Bien entendu, il existe également des échanges corrompus qui ne reposent pas sur l’existence d’une relation. Par exemple, des cas ont été rapportés de clients essayant de soudoyer une personne en service, qu’ils la connaissent ou non (Jancsics 2023 : 7). Il en va de même pour les agents des douanes malhonnêtes qui tentent d’escroquer des clients sans distinction. Toutefois, la rotation des effectifs est jugée plus efficace pour lutter contre les relations de corruption à long terme.

Bouman (2021 : 104) explique la logique derrière ce raisonnement. En procédant à une rotation des agents dont les fonctions les amènent à avoir des contacts fréquents avec des corrupteurs potentiels, l’administration des douanes peut empêcher le développement d’une relation à long terme entre un corrupteur potentiel et un fonctionnaire. En l’absence d’une telle relation, il est plus difficile pour le corrupteur de prédire si un fonctionnaire acceptera ou non le pot-de-vin, ou s’il va accomplir l’action souhaitée en échange du pot-de-vin. Cela augmente le risque pour lui que la tentative de corruption ait des conséquences, par exemple qu’elle soit dénoncée, ce qui a donc un effet dissuasif. En effet, les incitations à soudoyer un fonctionnaire sont moins motivées, car si celui-ci ne reste pas au même poste, les gains que la corruption serait susceptible de générer à long terme sont moindres (ONUDC, sans date). Comme l’explique Bayar (2013) : « Il peut s’avérer inutile pour un client individuel d’engager des frais pour établir des relations avec chaque nouvel agent afin d’obtenir des avantages liés à la corruption ».
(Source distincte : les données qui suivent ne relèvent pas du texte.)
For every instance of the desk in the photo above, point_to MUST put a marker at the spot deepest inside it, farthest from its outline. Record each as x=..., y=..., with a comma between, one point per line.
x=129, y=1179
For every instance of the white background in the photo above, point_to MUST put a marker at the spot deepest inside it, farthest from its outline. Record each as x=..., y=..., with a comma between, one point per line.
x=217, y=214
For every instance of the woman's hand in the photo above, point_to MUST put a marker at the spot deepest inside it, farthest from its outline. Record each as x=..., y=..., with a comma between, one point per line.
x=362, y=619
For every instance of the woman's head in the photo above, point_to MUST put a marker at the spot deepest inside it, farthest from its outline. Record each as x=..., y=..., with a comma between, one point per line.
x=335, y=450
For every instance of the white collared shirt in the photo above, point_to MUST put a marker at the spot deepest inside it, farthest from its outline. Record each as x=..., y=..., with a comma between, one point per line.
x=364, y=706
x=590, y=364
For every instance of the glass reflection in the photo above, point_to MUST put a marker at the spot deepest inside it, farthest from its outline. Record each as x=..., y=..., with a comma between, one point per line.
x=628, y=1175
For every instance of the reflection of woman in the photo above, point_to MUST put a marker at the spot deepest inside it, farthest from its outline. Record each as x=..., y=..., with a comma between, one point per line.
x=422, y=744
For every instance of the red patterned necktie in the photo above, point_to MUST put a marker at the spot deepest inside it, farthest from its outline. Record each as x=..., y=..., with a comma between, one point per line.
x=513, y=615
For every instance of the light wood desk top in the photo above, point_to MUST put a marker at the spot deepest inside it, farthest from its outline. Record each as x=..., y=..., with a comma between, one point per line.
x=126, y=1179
Par conséquent, la stratégie de la rotation des effectifs repose sur l’hypothèse que création d’une « incertitude quant à la corruptibilité du partenaire potentiel en matière de corruption » (Abbink et Serra 2012 : 6) dissuadera la corruption.

Cette approche semble également se refléter au niveau politique. Dans leur étude sur les États membres de l’UE, Gounev et al. (2012 : 100) ont estimé que la rotation des effectifs « vise à empêcher l’établissement de réseaux de corruption ou de relations personnelles durables avec les communautés locales susceptibles d’influencer le jugement d’un agent ». Cette politique peut prendre en compte des facteurs locaux spécifiques. Par exemple, Onder (2015 : 65) a constaté que la politique de rotation des effectifs au sein de la police nationale turque visait à affaiblir les liens entre les officiers de police et les communautés dans lesquelles ils servent, notamment pour décourager la collusion fondée sur des facteurs ethniques.
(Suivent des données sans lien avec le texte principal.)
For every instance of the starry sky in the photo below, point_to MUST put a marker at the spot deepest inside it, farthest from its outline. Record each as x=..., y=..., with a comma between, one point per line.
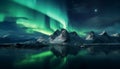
x=46, y=16
x=97, y=15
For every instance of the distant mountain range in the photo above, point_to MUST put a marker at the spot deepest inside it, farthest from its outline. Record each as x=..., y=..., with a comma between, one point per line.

Le rôle clé des relations et des réseaux de corruption dans le secteur des douanes peut contribuer à expliquer pourquoi la rotation des effectifs, une politique qui vise à cibler ces mêmes relations et réseaux, est largement utilisée dans le secteur. En outre, de telles mesures préventives sont adaptées à la douane, où la surveillance directe peut être difficile. De même, comme le souligne Bouman (2021 : 22), il peut être plus efficace pour les décideurs politiques de chercher à démanteler les réseaux plutôt que de chercher des mesures pénales pour chacun de leurs membres.
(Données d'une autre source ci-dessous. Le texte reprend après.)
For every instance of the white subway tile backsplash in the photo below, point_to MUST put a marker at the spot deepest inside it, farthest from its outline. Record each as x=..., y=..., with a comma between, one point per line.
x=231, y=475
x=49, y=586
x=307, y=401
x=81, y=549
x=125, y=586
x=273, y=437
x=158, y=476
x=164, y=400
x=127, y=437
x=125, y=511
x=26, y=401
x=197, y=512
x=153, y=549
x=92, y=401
L’efficacité de la rotation des effectifs dans la prévention et la lutte contre la corruption

L’utilisation répandue et continue des politiques de rotation des effectifs laisse à penser que de nombreux pays et autorités évaluent positivement l’efficacité de cette mesure (par exemple, voir Bundesministerium des Innern und für Heimat 2019).

Néanmoins, l’efficacité des politiques de rotation des effectifs n’a pas fait l’objet d’études approfondies. Borges et al. (2017 : 27) ont examiné la littérature disponible à l’époque et ont constaté qu’aucune étude n’utilisant des approches « ethnographiques / qualitatives », « macro quantitatives » ou « micro quantitatives » n’avait été réalisée.

Ingrassia (2021 : 5) décrit comment l’évaluation de l’impact de la rotation des effectifs se heurte aux mêmes difficultés que l’évaluation d’autres mesures de lutte contre la corruption. Par exemple, le fait que les actes de corruption tendent à se produire à l’abri des regards complique l’évaluation de l’impact par rapport à un nombre fiable d’incidents de corruption.

Une approche adoptée dans le secteur des douanes consiste à utiliser le volume des recettes perçues comme indicateur. Par exemple, dans le cadre d’une étude (Cheptarus 2018 : 31) sur la perception des recettes au Kenya, 107 personnes travaillant à différents postes dans les services douaniers ont été interrogées. Il leur a été demandé leur avis sur l’affirmation selon laquelle la rotation des effectifs avait eu un impact positif sur le taux de perception des recettes. Voici les résultats :

  • 45,8 % sont tout à fait d’accord avec l’affirmation ;
  • 24,3 % sont d’accord ;
  • 18,7 % ne savent pas ;
  • 11,2 % ne sont pas d’accord ;
  • 0 % ne sont pas du tout d’accord.

Un rapport existe également concernant les effets immédiats de la rotation des effectifs en Moldavie : 168 personnes travaillant pour l’administration des douanes nationale ont fait l’objet d’une rotation entre juillet et décembre 2002. L’administration a fait état d’impacts positifs : par exemple, après la rotation de 80 % du personnel du bureau des douanes de la ville de Cahul, davantage de recettes ont été collectées en une semaine qu’au cours du mois précédent (Obreja et al. 2003 : 83).

Cependant, la majorité de la littérature disponible sur l’efficacité des politiques de rotation des effectifs concerne le domaine de l’économie, et plus spécifiquement le sous-domaine de la théorie des jeux. Ce volet de la littérature se concentre en particulier sur l’efficacité de la rotation des effectifs (qu’elle soit géographique ou autre) pour modifier les décisions que les acteurs d’une relation corrompue prendraient normalement.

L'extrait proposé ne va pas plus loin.